Tuesday, August 12, 2014
Belichick to referee: Throw lots of flags
By Mike Reiss
FOXBOROUGH, Mass. -- Referee John Parry and members of his crew are in town to work with the Patriots, and he's received a message from coach Bill Belichick.
This is what Belichick told Parry: "Throw flags -- put the flag on the ground, so when we put the film on, we can see exactly what the action was. [Then] when the flag is on the ground, communicate with the player -- what did he do wrong? How does he potentially eliminate that action? Communicate with the coaching staff to make sure they know."
This is a big part of the next two days for the Patriots, and it involves teaching and becoming familiar with some of the NFL's rule changes and points of emphasis.
"You'll see flags on the ground," Parry promised.
Two soundbites from Parry's briefing with media members:
On a point of emphasis about illegal contact. "It's not an easy call to make. The rule hasn't changed. We've been through this before. Points of emphasis are made annually from the competition committee ... and this is the second time in 14 years that defensive holding and illegal contact have been a point of emphasis. It's an offensive game and we want receivers to be able to run a free route. We do not want receivers to initiate contact with defenders to eliminate their opportunity to defend that route. ... But I think what you'll see, last week in the New England game there was maybe 23 penalties. I think we'll see 23, 24, 20 for Weeks 2, 3, 4 [in the preseason]. And the message will be sent that this is a point of emphasis and the players will adapt, the coaches will adapt and the officials will adapt, get on the same page, and Week 1, I don't think you'll see a big difference in the football game."

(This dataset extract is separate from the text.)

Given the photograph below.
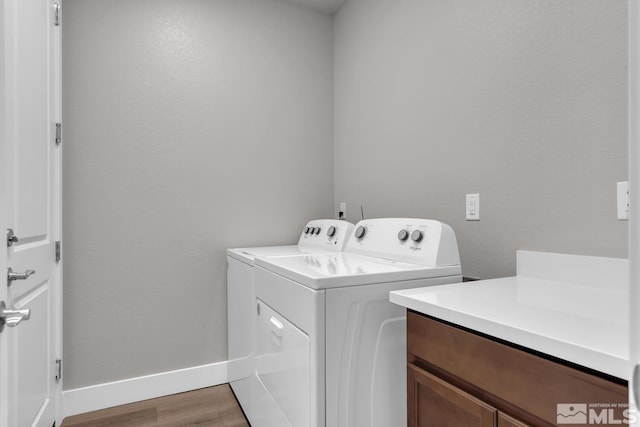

Working towards consistency between crews. "New York is getting aggressive with new technology. Now referees, every week, we will get every call that was made or not made by a referee. So at least if I'm calling two or three holds, and I can view other holds that were incorrect or 'am I on the borderline?' so we can gap the human side of this. Every game is different. Every player is different. Every coach is different on any given day. We are trying to bridge that gap. We now have coaches [who] are coming to our clinics and teaching us what the teaching technique is to a player. ... We're trying any and all avenues to bridge the gap on consistency. It's a big point for our game."